# help with driving please



## eagle (Aug 9, 2006)

well im just learning to golf been out about 5 times and when i drive the ball either goes to the left big time or it just rolls on the ground what should i do to fix this any help would be appreciated


----------



## Callaway_Purist (Jul 27, 2006)

There could be many reasons as to why you have been hitting left, but here is one idea; You could be WAY back in your swing. Make sure that your body and swing are the same tempo. For hitting the ball low, or a wormburner, try just to stay down in your stance.


----------



## fitz-uk (Apr 28, 2006)

What happens with your other clubs?


----------



## eagle (Aug 9, 2006)

fitz-uk said:


> What happens with your other clubs?


my other clubs i can hit decent with its just they dont go very far but atleast theyre straight


----------



## fitz-uk (Apr 28, 2006)

What is different about your swing when you are using your driver to your other irons?


----------



## Prea (May 11, 2006)

Make sure that you have a firm grip with your top fingers, if it is loose, it will cause your club face to open and close. And just keep your head down, and dont be scared to take a divot.


----------



## fitz-uk (Apr 28, 2006)

Ideally you wont be taking a divot with your driver.

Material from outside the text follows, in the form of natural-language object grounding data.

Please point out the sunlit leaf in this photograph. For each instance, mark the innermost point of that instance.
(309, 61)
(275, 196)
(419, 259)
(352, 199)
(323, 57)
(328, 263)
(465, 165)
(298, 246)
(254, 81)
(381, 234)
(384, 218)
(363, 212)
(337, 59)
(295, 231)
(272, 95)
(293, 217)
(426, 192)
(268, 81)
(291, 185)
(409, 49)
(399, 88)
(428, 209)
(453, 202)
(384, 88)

Keeping things simple, the difference between hitting your 5 iron off a tee and the driver.

For the driver;

Make sure that the ball is on the heel of your front foot.

Toes should be turned out during all swings.

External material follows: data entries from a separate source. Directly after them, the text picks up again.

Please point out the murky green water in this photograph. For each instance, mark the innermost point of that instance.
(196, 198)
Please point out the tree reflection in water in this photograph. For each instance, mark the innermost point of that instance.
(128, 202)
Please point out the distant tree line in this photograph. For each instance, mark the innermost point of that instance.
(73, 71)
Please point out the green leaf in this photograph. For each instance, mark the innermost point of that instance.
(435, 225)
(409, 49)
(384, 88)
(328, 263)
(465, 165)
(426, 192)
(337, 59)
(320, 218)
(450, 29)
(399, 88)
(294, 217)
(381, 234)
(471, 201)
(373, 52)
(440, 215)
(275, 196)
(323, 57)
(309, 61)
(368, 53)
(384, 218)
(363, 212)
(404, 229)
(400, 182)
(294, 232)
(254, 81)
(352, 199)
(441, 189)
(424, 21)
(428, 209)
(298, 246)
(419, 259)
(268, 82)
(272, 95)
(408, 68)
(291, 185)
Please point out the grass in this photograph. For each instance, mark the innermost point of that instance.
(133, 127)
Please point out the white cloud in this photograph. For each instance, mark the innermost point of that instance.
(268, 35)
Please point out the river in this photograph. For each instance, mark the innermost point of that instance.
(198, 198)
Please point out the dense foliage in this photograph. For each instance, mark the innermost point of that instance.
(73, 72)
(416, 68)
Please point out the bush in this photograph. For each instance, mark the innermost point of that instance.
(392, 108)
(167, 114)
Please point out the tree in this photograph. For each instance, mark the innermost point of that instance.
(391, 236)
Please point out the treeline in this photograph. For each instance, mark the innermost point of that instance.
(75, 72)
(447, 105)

You should aim to strike the back of the ball as your club head starts to ascend.

Resist the urge to swing harder or faster than normal - let the club do the work.

Make sure the ball is tee'd correctly.

Try those first, simple fixes before you get over complicated.


----------



## blue3715 (Aug 29, 2006)

eagle said:


> well im just learning to golf been out about 5 times and when i drive the ball either goes to the left big time or it just rolls on the ground what should i do to fix this any help would be appreciated


you are likely pulling out of the swing... wrenching your head out of your position and pulling the swing left, or in the same motion pulling slightly away from the ball, causing a topping motion. 

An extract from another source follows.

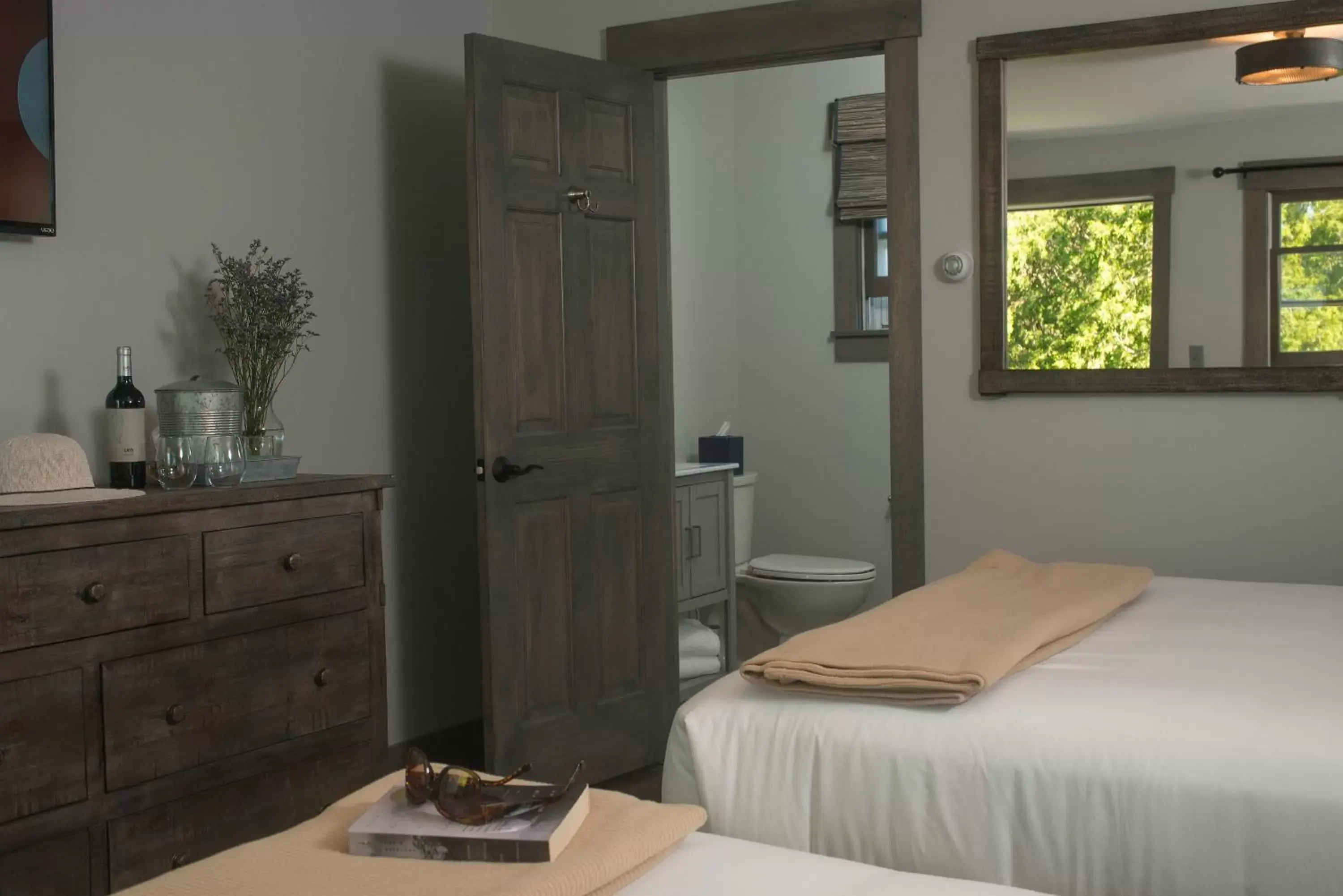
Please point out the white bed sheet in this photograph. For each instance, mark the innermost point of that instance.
(712, 866)
(1193, 746)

Remember to keep your head down and still, a good drill would be to hit the ball and count to 3 as you still look at the tee.. then look up at your shot.

2ndly, trying to end with your right shoulder under your chin will also help keep your head down. 

good luck.


----------



## titaniummd (Sep 16, 2006)

eagle said:


> well im just learning to golf been out about 5 times and when i drive the ball either goes to the left big time or it just rolls on the ground what should i do to fix this any help would be appreciated


I am just learning also this year.

Sounds like you are pulling and topping it.

http://gzi.mine.nu:65433/golf/troubleshoot.htm

If you haven't taken lessons, you should. If you have taken lessons, it is likely that something is wrong with your set up (ie alignment most commonly and grip).

Watch the 8 Step Swing by Jim McLean


----------